The essence of K-means clustering is dividing a set of multi-dimensional vectors into tightly-grouped partitions, and then representing each partition (a.k.a. cluster) by a single vector (a.k.a. centroid). Once you do this, you can compute goodness-of-fit i.e. how well the obtained centroids represent the original set of vectors. This goodness-of-fit will depend on the number of clusters/centroids chosen, the training algorithm used (e.g. LBG algo), method to select initial centroids, metric used to compute distance between vectors... and, of course, on statistical properties of your data (the multi-dimensional vectors).

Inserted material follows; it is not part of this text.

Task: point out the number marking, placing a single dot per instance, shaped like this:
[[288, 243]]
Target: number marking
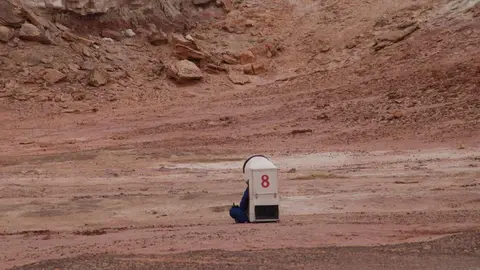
[[265, 182]]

After performing clustering, you could use the goodness-of-fit (or quantization distortion) to make some judgments about your data. For example, if you had two different data sets giving two significantly different goodness-of-fit values (while keeping all other factors, particularly the number of clusters, identical), you could say that the set with worse goodness-of-fit is more "complex", perhaps more "noisy". I am putting these judgements into quotes because they are subjective (e.g. how do you define noisiness?) and are strongly influences by your training algorithm and other factors etc.
Another example could be to train a clustering model using a "clean" data set. Then, use the same model (i.e. the same centroids) to cluster a new data set. Depending on how the goodness-of-fit for the new data set differs from the goodness-of-fit of the original clean training data set, you could make some judgment about "noise" in the new data set.